Quick question for the precision Mathews crew, What metric pipe thread are the drain plugs? I made a bit of a mess when I removed the bottom oil drain plug and would like to make a oil drain out of pipe for the next maintainence interval.    I imagine I'm not the only one who's been through this lol


----------



## change gear (Jan 8, 2016)

It is a 16mm fine thread


----------



## Morgan RedHawk (Jan 8, 2016)

change gear said:


> I imagine I'm not the only one who's been through this lol



Not the only one...I made a huge mess, cleaned it up, promptly knocked over my bucket, making an even more impressive mess!


----------



## change gear (Jan 10, 2016)

I ended up sucking the old gear box oil out with a hand held pump, Saved a mess I'm betting


----------



## mksj (Jan 10, 2016)

One trick I use when draining  the oil is to get a plastic sheet protector or other flexible plastic sheet, and tape (clear plastic type) it to the machine just under the drain outlet. You can fold the other end  to make a U or tube to direct the oil to a funnel/container. I used it to direct the oil to a funnel with tubing going down to a 1 gallon empty milk container. I have kicked over enough things, that I put the cap on the container before I store it away. I use the old headstock oil to lubricate gears in my Norton gearbox (one shot) and as cutting oil.


----------



## arvidj (Jan 10, 2016)

mksj said:


> One trick I use when draining  the oil is to get a plastic sheet protector or other flexible plastic sheet, and tape (clear plastic type) it to the machine just under the drain outlet. You can fold the other end  to make a U or tube to direct the oil to a funnel/container.

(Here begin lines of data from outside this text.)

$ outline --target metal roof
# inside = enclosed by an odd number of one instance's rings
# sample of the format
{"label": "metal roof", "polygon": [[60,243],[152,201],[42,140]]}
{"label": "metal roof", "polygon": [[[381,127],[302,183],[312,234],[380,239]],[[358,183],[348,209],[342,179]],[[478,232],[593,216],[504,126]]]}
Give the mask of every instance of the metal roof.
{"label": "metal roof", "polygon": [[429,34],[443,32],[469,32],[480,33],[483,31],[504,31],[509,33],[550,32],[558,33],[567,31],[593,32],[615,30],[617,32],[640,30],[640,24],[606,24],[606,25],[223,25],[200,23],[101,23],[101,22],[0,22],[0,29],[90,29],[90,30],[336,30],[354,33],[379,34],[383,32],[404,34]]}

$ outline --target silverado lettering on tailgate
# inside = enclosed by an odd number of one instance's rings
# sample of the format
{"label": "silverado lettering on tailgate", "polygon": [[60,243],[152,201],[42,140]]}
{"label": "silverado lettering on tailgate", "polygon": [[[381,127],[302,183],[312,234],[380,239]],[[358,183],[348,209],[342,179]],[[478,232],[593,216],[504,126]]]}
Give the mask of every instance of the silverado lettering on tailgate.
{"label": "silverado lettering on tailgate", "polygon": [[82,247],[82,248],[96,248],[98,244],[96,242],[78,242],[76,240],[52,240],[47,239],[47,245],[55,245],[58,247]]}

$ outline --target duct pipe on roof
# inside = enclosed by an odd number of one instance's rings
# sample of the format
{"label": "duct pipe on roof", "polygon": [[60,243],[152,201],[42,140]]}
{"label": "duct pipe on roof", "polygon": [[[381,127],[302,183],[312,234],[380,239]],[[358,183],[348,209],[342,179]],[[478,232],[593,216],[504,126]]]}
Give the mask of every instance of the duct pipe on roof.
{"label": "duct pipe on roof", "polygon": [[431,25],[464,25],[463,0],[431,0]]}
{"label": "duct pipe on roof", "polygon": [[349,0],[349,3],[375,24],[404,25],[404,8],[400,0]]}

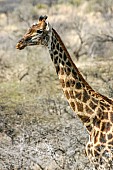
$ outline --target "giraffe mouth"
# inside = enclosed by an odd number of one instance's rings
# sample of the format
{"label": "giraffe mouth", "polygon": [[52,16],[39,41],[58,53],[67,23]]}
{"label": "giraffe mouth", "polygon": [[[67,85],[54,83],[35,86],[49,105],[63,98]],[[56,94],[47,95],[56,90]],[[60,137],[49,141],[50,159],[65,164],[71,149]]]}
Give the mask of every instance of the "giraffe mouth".
{"label": "giraffe mouth", "polygon": [[19,50],[24,49],[27,46],[26,41],[24,40],[24,38],[22,38],[16,45],[16,48]]}
{"label": "giraffe mouth", "polygon": [[19,49],[19,50],[22,50],[22,49],[24,49],[26,47],[26,45],[22,45],[22,44],[20,44],[20,43],[17,43],[17,45],[16,45],[16,49]]}
{"label": "giraffe mouth", "polygon": [[16,49],[23,50],[26,46],[33,46],[33,45],[38,45],[37,41],[32,41],[31,38],[29,39],[24,39],[22,38],[16,45]]}

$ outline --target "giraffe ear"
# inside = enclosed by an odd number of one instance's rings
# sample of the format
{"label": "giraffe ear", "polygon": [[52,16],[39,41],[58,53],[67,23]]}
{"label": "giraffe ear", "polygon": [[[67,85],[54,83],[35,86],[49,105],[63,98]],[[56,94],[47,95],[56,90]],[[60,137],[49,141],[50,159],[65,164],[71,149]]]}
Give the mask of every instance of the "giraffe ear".
{"label": "giraffe ear", "polygon": [[46,20],[47,18],[48,18],[48,17],[45,15],[45,16],[44,16],[44,19]]}
{"label": "giraffe ear", "polygon": [[49,31],[50,30],[50,24],[49,24],[49,22],[46,22],[46,31]]}

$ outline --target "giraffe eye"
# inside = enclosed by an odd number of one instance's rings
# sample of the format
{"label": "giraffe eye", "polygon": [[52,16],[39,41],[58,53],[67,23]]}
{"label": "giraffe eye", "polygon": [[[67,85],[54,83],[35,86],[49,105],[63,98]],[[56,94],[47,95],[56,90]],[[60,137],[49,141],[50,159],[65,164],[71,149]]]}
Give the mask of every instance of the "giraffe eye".
{"label": "giraffe eye", "polygon": [[42,34],[43,30],[37,30],[38,34]]}

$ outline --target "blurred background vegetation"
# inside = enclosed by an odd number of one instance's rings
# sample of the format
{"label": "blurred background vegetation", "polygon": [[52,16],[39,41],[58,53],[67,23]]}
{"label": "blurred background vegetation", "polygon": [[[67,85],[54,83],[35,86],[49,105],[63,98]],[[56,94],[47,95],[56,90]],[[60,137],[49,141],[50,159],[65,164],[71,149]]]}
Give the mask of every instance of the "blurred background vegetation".
{"label": "blurred background vegetation", "polygon": [[0,169],[91,169],[87,132],[66,102],[48,50],[15,48],[40,15],[86,81],[113,97],[113,0],[0,0]]}

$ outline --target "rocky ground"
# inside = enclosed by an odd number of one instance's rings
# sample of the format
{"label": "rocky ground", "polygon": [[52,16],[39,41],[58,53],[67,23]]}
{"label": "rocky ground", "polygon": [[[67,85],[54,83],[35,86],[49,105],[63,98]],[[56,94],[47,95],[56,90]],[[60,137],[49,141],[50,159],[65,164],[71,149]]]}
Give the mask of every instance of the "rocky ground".
{"label": "rocky ground", "polygon": [[[107,58],[84,55],[77,61],[72,51],[77,35],[70,25],[77,12],[83,15],[80,7],[27,7],[28,15],[24,3],[10,12],[9,18],[0,15],[0,170],[92,170],[85,155],[88,134],[68,106],[47,49],[19,51],[15,46],[28,25],[36,22],[32,18],[36,12],[37,18],[48,14],[84,78],[109,97],[113,97],[111,51],[106,48]],[[90,24],[105,22],[97,13],[86,15]]]}

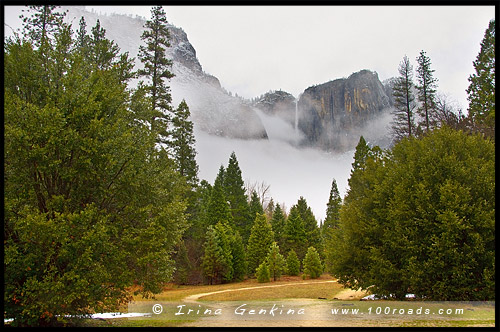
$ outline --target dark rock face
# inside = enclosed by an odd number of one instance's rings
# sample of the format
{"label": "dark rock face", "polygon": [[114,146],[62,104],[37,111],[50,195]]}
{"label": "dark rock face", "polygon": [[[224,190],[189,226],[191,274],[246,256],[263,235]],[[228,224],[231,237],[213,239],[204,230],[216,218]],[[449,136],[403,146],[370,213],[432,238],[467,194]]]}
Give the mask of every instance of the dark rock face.
{"label": "dark rock face", "polygon": [[377,73],[362,70],[347,79],[307,88],[298,102],[298,127],[307,145],[330,151],[352,149],[360,129],[390,106]]}
{"label": "dark rock face", "polygon": [[172,24],[168,24],[168,31],[170,34],[171,48],[167,51],[171,55],[171,60],[174,63],[189,68],[196,76],[206,83],[209,83],[217,88],[221,88],[217,77],[209,75],[203,71],[200,62],[196,57],[196,50],[189,42],[187,34],[184,30]]}
{"label": "dark rock face", "polygon": [[285,91],[267,92],[253,102],[253,106],[268,115],[277,116],[295,126],[295,97]]}

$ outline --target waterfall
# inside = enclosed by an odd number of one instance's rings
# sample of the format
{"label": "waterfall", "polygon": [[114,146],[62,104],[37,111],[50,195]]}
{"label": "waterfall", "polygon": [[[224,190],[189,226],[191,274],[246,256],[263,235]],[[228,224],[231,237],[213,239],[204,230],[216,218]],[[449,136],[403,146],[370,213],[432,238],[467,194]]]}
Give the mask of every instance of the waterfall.
{"label": "waterfall", "polygon": [[302,139],[302,135],[299,132],[299,99],[300,95],[295,99],[295,144],[298,144]]}
{"label": "waterfall", "polygon": [[295,145],[300,137],[297,129],[290,122],[287,122],[277,116],[264,113],[258,108],[253,108],[266,129],[269,141],[282,141]]}
{"label": "waterfall", "polygon": [[299,98],[295,99],[295,132],[299,129]]}

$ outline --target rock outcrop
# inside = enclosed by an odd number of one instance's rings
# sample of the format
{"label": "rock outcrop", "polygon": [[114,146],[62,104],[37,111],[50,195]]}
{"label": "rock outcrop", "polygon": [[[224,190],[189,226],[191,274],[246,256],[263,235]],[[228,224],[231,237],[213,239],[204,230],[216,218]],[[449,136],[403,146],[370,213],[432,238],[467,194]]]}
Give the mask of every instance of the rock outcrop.
{"label": "rock outcrop", "polygon": [[267,115],[277,116],[295,126],[295,107],[297,99],[286,91],[270,91],[258,97],[252,105]]}
{"label": "rock outcrop", "polygon": [[[106,29],[106,36],[115,41],[122,52],[129,52],[135,58],[136,68],[142,63],[137,58],[146,20],[130,15],[101,15],[86,11],[81,6],[64,6],[68,10],[67,20],[74,26],[84,16],[87,29],[93,27],[99,19]],[[175,77],[170,81],[172,106],[185,99],[191,111],[191,120],[195,130],[209,134],[240,139],[267,138],[266,130],[257,113],[240,98],[225,91],[219,80],[202,69],[196,57],[196,51],[188,40],[184,30],[172,24],[168,25],[170,47],[167,57],[173,60],[172,72]],[[137,83],[137,82],[136,82]]]}
{"label": "rock outcrop", "polygon": [[307,88],[298,101],[298,127],[307,145],[344,151],[356,146],[364,127],[387,117],[390,106],[377,73],[362,70]]}

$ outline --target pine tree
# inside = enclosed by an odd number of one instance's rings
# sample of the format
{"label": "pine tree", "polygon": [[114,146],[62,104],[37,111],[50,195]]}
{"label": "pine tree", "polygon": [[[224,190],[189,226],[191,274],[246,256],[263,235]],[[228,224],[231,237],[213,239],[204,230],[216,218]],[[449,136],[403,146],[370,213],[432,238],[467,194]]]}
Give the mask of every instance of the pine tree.
{"label": "pine tree", "polygon": [[322,226],[323,236],[327,236],[330,230],[339,227],[340,207],[342,206],[342,198],[340,198],[337,181],[333,179],[330,189],[330,197],[326,203],[326,218]]}
{"label": "pine tree", "polygon": [[247,273],[247,263],[243,239],[238,230],[235,230],[231,238],[231,254],[233,256],[233,280],[241,281]]}
{"label": "pine tree", "polygon": [[304,265],[304,274],[312,279],[319,278],[321,273],[323,273],[321,259],[314,247],[309,247],[307,249],[307,254],[302,264]]}
{"label": "pine tree", "polygon": [[187,226],[182,180],[129,111],[131,61],[103,42],[97,70],[65,24],[46,44],[4,49],[4,305],[21,325],[116,310],[134,281],[158,293]]}
{"label": "pine tree", "polygon": [[271,248],[269,249],[269,254],[266,258],[267,266],[269,267],[269,276],[273,278],[274,281],[281,277],[281,274],[285,271],[285,259],[283,255],[280,254],[280,248],[276,242],[273,242]]}
{"label": "pine tree", "polygon": [[193,133],[193,123],[189,120],[190,112],[186,101],[183,99],[174,112],[172,119],[172,140],[170,147],[177,170],[186,178],[191,187],[198,184],[198,164],[196,163],[196,150]]}
{"label": "pine tree", "polygon": [[175,272],[173,279],[176,284],[183,285],[188,282],[192,265],[189,261],[185,242],[181,241],[176,249],[176,254],[173,257],[175,261]]}
{"label": "pine tree", "polygon": [[204,254],[202,258],[203,274],[208,278],[208,283],[213,285],[222,279],[228,262],[220,247],[217,231],[213,226],[208,226],[206,240],[203,244]]}
{"label": "pine tree", "polygon": [[354,152],[354,162],[351,164],[351,174],[358,169],[363,169],[366,159],[370,155],[370,147],[366,144],[363,136],[359,137],[358,145],[356,145],[356,151]]}
{"label": "pine tree", "polygon": [[269,266],[265,262],[262,262],[259,267],[255,270],[255,275],[257,276],[258,282],[269,282]]}
{"label": "pine tree", "polygon": [[413,94],[413,67],[406,57],[399,64],[399,77],[393,86],[394,111],[392,132],[398,141],[414,135],[414,110],[416,107]]}
{"label": "pine tree", "polygon": [[264,208],[260,202],[259,195],[254,190],[252,191],[252,195],[250,196],[250,216],[255,218],[257,214],[264,214]]}
{"label": "pine tree", "polygon": [[285,222],[284,240],[285,251],[295,251],[299,260],[302,260],[306,253],[307,238],[304,222],[296,206],[290,209],[290,214]]}
{"label": "pine tree", "polygon": [[215,225],[217,222],[226,222],[233,226],[233,217],[231,209],[224,194],[224,167],[219,168],[219,173],[215,179],[210,193],[210,201],[207,211],[207,222],[209,225]]}
{"label": "pine tree", "polygon": [[491,20],[474,61],[467,88],[469,118],[479,131],[495,138],[495,19]]}
{"label": "pine tree", "polygon": [[264,214],[258,213],[255,217],[247,245],[249,275],[253,275],[255,273],[255,269],[262,262],[264,262],[269,252],[269,247],[271,247],[273,241],[274,234],[271,229],[271,225],[267,221]]}
{"label": "pine tree", "polygon": [[255,217],[250,216],[248,198],[245,194],[245,183],[241,177],[241,169],[234,151],[229,157],[224,173],[224,191],[231,206],[231,214],[236,229],[240,232],[244,243],[247,243]]}
{"label": "pine tree", "polygon": [[76,48],[82,52],[84,56],[87,56],[90,37],[87,34],[87,22],[85,21],[85,17],[80,18],[80,23],[78,26],[78,30],[76,32]]}
{"label": "pine tree", "polygon": [[423,117],[422,125],[425,125],[427,132],[434,127],[436,117],[436,89],[437,78],[433,76],[434,70],[431,69],[431,60],[425,55],[424,51],[420,52],[417,57],[417,85],[418,100],[421,106],[417,112]]}
{"label": "pine tree", "polygon": [[358,145],[356,146],[356,151],[354,152],[354,161],[351,164],[351,176],[347,181],[349,187],[347,189],[347,194],[353,190],[359,190],[364,184],[359,178],[359,174],[363,173],[366,168],[366,161],[372,155],[372,149],[366,144],[363,136],[359,138]]}
{"label": "pine tree", "polygon": [[222,249],[222,255],[225,262],[221,275],[222,281],[229,282],[232,281],[234,277],[233,254],[231,247],[233,229],[227,223],[220,221],[214,226],[214,228],[217,232],[218,245]]}
{"label": "pine tree", "polygon": [[284,233],[285,233],[285,216],[283,211],[281,210],[281,206],[279,204],[276,205],[274,209],[272,218],[271,218],[271,227],[274,232],[274,239],[278,243],[278,246],[283,247]]}
{"label": "pine tree", "polygon": [[267,206],[265,209],[267,219],[270,220],[273,217],[273,213],[274,213],[275,208],[276,208],[276,206],[274,204],[274,200],[271,197],[271,199],[269,200],[269,203],[267,203]]}
{"label": "pine tree", "polygon": [[290,276],[298,276],[300,273],[300,261],[293,249],[288,252],[286,257],[286,272]]}
{"label": "pine tree", "polygon": [[296,207],[299,211],[302,222],[304,223],[304,230],[306,232],[306,248],[311,246],[315,248],[322,248],[321,232],[318,227],[318,222],[316,221],[311,208],[307,205],[306,199],[300,196]]}
{"label": "pine tree", "polygon": [[60,6],[54,5],[28,6],[28,8],[28,12],[31,13],[20,16],[23,20],[24,35],[37,47],[49,45],[49,39],[53,38],[62,26],[66,12],[56,11]]}
{"label": "pine tree", "polygon": [[158,135],[158,143],[169,143],[168,124],[172,111],[170,87],[165,81],[174,77],[170,71],[172,61],[166,58],[165,50],[170,47],[170,33],[167,28],[167,16],[162,6],[151,9],[151,20],[146,21],[141,39],[146,45],[139,46],[138,57],[144,68],[138,70],[139,77],[148,82],[141,83],[150,97],[149,125],[151,131]]}

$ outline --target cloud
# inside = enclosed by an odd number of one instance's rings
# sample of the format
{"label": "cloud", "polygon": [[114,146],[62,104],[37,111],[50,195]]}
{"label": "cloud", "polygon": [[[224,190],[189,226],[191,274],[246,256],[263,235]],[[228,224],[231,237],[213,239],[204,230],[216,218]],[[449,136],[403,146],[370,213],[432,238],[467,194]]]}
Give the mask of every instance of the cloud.
{"label": "cloud", "polygon": [[219,167],[227,167],[231,152],[236,153],[245,181],[270,185],[270,196],[289,209],[303,196],[316,219],[324,219],[332,179],[343,196],[347,188],[354,151],[331,154],[297,148],[286,141],[237,140],[196,131],[200,179],[213,183]]}

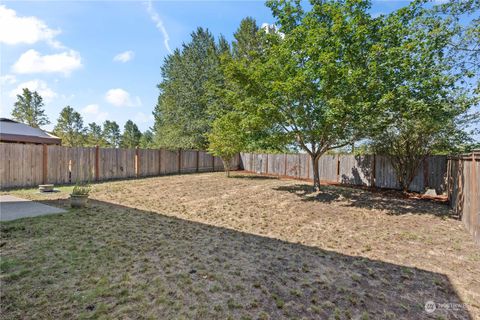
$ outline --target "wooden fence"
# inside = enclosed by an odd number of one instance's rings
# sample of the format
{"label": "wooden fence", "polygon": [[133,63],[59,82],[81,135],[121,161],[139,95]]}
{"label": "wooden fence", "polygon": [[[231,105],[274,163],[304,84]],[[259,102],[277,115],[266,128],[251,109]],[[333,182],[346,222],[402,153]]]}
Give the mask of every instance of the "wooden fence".
{"label": "wooden fence", "polygon": [[221,170],[205,151],[0,143],[0,189]]}
{"label": "wooden fence", "polygon": [[448,200],[480,244],[480,151],[448,159]]}
{"label": "wooden fence", "polygon": [[[308,154],[241,153],[241,166],[250,172],[313,179],[313,166]],[[319,159],[320,180],[329,183],[374,186],[399,189],[392,164],[378,155],[324,155]],[[432,188],[438,194],[446,192],[447,157],[428,157],[419,167],[410,184],[410,191]]]}

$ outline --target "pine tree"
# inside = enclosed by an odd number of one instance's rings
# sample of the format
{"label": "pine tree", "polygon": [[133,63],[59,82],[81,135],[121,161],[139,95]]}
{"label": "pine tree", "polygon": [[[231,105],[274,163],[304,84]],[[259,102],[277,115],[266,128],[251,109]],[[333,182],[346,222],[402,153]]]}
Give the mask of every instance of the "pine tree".
{"label": "pine tree", "polygon": [[17,95],[12,117],[16,121],[26,123],[34,128],[39,128],[40,126],[50,123],[48,117],[45,115],[42,97],[37,91],[31,92],[27,88],[23,88],[21,95]]}
{"label": "pine tree", "polygon": [[142,133],[132,120],[128,120],[123,127],[123,135],[121,146],[122,148],[135,148],[140,144]]}
{"label": "pine tree", "polygon": [[116,148],[120,146],[120,127],[115,121],[106,120],[103,123],[102,135],[108,147]]}
{"label": "pine tree", "polygon": [[152,131],[147,130],[142,133],[142,137],[140,138],[140,148],[149,149],[153,147],[153,133]]}
{"label": "pine tree", "polygon": [[106,146],[106,141],[103,138],[102,127],[95,122],[89,123],[87,128],[87,146],[94,147],[104,147]]}
{"label": "pine tree", "polygon": [[80,147],[85,142],[82,116],[70,106],[60,112],[53,132],[62,139],[64,146]]}
{"label": "pine tree", "polygon": [[[225,43],[222,47],[225,49]],[[166,58],[154,111],[154,132],[159,146],[206,147],[205,134],[212,122],[207,91],[209,81],[219,77],[218,52],[212,34],[198,28],[192,33],[191,42]]]}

Along the same line I use aluminum foil and duct tape to provide oil guidance. What. I happened to have on hand.


----------



## Johnnybar (Dec 5, 2016)

I second the hand pump for keeping things clean.  They are $7 - $18 at Walmart depending on which size you want and I would expect auto parts outlets to carry them too.  The $7 unit is setup to work with 1 qt bottles so, just add some tubing to the pickup to reach the bottom of the headstock.  Attwood Gear Lube Pump is the quart bottle unit and the larger Seasense Portable Oil Change Kit includes a 1.5 gal capacity waste jug and likely will be much faster in draining the higher capacity headstocks.  You can also add a petcock to the drain hole if your design allows clearance so that you can drain it similar to a car radiator....a length a tube temporarily stuck on the petcock nipple simplifies getting the waste oil to where you desire.


----------